Provide an open environment where people with different approaches and styles are encouraged to share
I am working with a group now that is attempting to identify and solve “wicked problems” in the fields of neurosurgery and cardiovascular surgery. We have put together a group of surgeons, biomedical and mechanical engineers and business guys like me. The surgeons identify a serious problem that they repeatedly have to deal with in their practice. The engineers and surgeons then brainstorm ideas for how to solve the problem. The solution, given the nature of the problems we deal with, is likely some type of improved medical device or surgical tool. The business folks then figure out the market and how to best commercialize the innovation. This type of multi-disciplinary approach to problem solving can yield remarkable results because individual team members see the problem, and potential solutions, through the lens of their own unique expertise, experience and knowledge. Of course, one of the challenges is getting smart people with different perspectives to play nicely together.
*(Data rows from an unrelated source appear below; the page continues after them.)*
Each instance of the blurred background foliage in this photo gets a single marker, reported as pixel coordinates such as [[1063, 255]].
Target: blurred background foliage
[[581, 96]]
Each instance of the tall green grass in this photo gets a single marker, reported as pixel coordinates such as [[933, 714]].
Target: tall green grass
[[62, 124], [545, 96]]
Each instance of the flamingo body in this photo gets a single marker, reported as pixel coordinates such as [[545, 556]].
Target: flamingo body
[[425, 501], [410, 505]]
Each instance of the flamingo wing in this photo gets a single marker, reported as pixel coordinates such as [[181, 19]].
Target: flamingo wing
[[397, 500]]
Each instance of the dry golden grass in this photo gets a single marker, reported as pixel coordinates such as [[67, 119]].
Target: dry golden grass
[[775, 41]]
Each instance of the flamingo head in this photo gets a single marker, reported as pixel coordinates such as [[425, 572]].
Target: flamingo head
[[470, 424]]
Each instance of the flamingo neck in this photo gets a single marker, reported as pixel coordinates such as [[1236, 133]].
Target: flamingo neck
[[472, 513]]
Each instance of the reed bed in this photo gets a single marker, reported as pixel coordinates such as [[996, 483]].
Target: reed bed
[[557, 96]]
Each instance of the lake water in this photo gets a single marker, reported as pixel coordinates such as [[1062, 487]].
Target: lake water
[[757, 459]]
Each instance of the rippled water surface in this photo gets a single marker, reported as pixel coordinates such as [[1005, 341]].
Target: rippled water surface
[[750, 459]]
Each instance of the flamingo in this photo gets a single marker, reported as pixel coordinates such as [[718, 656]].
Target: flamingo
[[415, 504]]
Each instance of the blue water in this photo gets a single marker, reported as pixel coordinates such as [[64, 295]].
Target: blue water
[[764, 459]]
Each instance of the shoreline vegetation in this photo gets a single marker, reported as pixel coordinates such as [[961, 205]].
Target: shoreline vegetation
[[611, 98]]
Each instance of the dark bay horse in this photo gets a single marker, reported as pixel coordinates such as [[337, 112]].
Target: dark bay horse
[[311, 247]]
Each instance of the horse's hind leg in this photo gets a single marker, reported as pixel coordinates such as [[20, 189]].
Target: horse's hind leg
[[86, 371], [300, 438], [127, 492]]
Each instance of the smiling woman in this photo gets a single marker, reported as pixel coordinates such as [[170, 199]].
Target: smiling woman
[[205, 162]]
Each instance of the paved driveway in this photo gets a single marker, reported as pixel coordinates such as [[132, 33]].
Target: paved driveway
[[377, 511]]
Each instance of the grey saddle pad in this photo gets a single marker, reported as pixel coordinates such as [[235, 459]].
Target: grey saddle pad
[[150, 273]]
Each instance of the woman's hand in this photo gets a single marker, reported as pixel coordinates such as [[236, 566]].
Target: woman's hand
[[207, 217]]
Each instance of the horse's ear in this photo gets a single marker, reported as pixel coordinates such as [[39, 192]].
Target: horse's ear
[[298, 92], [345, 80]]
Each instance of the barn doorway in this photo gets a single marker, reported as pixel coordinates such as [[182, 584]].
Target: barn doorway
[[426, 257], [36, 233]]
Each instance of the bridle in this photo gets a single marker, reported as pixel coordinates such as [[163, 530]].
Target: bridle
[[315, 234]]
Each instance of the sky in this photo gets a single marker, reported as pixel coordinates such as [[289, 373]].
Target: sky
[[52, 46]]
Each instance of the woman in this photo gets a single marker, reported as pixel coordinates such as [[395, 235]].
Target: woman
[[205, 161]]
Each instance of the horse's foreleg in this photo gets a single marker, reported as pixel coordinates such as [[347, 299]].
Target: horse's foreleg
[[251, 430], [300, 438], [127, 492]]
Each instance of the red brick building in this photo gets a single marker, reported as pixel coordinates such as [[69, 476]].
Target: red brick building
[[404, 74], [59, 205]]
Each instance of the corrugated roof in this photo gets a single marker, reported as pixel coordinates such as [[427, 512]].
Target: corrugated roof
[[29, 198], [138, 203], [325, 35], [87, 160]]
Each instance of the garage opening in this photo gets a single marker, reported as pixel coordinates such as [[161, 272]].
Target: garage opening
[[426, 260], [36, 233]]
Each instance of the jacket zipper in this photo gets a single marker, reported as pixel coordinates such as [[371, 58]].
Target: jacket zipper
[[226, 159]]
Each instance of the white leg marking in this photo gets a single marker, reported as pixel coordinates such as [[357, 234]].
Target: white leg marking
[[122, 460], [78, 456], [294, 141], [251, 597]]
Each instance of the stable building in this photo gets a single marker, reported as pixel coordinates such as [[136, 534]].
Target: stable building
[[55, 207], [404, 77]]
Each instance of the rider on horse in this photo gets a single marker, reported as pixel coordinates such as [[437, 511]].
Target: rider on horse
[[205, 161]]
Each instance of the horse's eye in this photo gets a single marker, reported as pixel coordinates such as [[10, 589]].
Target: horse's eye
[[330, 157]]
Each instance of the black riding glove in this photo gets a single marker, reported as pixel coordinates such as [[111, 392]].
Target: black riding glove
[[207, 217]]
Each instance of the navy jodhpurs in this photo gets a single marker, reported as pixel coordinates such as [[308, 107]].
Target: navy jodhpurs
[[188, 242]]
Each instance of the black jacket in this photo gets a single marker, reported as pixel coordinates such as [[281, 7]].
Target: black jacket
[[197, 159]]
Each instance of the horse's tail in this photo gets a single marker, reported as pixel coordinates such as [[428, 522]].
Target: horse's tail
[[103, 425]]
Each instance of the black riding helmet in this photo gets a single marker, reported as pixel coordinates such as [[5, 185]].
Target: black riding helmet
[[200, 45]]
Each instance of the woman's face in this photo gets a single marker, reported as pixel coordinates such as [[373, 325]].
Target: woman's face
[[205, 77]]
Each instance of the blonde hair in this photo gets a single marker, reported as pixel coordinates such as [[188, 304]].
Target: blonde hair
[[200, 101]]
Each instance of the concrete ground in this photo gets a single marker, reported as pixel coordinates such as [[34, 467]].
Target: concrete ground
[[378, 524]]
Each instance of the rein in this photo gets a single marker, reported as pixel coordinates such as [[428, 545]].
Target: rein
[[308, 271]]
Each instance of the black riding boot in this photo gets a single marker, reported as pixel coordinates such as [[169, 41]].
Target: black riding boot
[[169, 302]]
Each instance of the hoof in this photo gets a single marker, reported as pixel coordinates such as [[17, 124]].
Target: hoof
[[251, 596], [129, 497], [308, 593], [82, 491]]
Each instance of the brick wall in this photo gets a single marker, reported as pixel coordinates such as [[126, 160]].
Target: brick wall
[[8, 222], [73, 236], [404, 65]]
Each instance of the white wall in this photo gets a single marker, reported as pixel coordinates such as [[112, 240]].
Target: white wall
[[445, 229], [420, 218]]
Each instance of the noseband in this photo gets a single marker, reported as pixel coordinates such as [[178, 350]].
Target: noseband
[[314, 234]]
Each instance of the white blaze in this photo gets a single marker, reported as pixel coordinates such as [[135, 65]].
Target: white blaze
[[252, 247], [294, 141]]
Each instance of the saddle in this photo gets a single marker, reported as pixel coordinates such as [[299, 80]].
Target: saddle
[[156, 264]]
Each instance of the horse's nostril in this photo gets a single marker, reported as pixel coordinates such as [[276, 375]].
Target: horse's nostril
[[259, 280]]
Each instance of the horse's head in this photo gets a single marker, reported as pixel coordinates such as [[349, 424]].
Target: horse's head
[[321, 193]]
This year we created a new senior level course where we put senior biomedical engineering students and senior business students together in a year-long design course where they must identify a problem that can be solved with a medical device of some type, design the device, build a working prototype, and create a business model and business plan to support the commercialization of the device. As one might expect, getting the student teams to play well together is a significant challenge. We use this creative friction as a tool for teaching the students how to work in cross-functional teams and how to problem solve in a constructive and productive way.
Put groups with different backgrounds together to solve problems or find creative ways to address opportunities. Use an external facilitator if necessary to help the groups learn to work together. The results may amaze you.
Listen with a willingness to be influenced
Are you a good listener? See my post from last year titled “Are you listening?” for some tips on being a good listener.
The second step is listening with an open mind. Be willing to entertain new ideas and think about old problems in new ways. A leader who hopes to foster innovation must make sure that they create an environment where new, different, and sometimes radical ideas are welcome. Model this new world by being open to both listening to and hearing new ideas.
Opportunities abound for CIOs to make game changing contributions to the success of their companies. For this to occur, the lure of innovation must trump the fear of failure. New opportunities will not be found in the safety of doing what one has always done.